Performance of larval parasitoid, Bracon brevicornis on two Spodoptera hosts: implication in bio-control of Spodoptera frugiperda
|Title||Performance of larval parasitoid, Bracon brevicornis on two Spodoptera hosts: implication in bio-control of Spodoptera frugiperda|
|Publication Type||Journal Article|
|Year of Publication||2021|
|Authors||Ghosh E, Varshney R, Venkatesan R|
|Journal||JOURNAL OF PEST SCIENCE|
Successful pest management using parasitoids requires careful evaluation of host-parasitoid interactions. Here, we report the performance of larval ecto-parasitoid wasp, Bracon brevicornis (Wesmael) on important agricultural pests, Spodoptera litura (Fabricius) and S. frugiperda (J.E. Smith).
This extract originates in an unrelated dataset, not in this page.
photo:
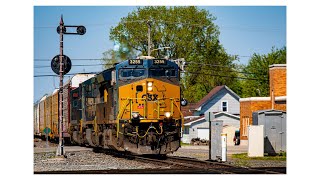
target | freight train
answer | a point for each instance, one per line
(133, 106)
Biology of B. brevicornis was studied on different host instars under laboratory and cage setup. In no-choice assay, the parasitoid development was highest on fifth-instar S. litura larvae as the wasp laid similar to 253 eggs with 62% hatching, 76% pupae formation and 78% adult emergence. Similarly, these parameters were highest on fifth instar S. frugiperda larvae (293 eggs, 57% hatching, 80% pupae formation, 70% adult emergence). In two-choice assay, B. brevicornis preferred fourth or fifth over third instar larvae of both hosts. Successful parasitism depends on host paralysis and suppression of host immunity. B. brevicornis interaction downregulated cellular immunity of both hosts as shown by reduced hemocyte viability and spreading. The percent parasitism rate of B. brevicornis was unaltered in the presence of host plant, Zea mays in cage study. 76 and 84% parasitism was observed on fifth-instar larvae of S. litura and S. frugiperda, respectively. We evaluated the performance of B. brevicornis as a biocontrol agent on S. frugiperda in maize field. Our results show 54% average reduction in infestation after release of B. brevicornis. Taken together, we report the performance of B. brevicornis on important insect pests for the first time in laboratory and field conditions. Our findings indicate that B. brevicornis is a promising candidate for integrated pest management.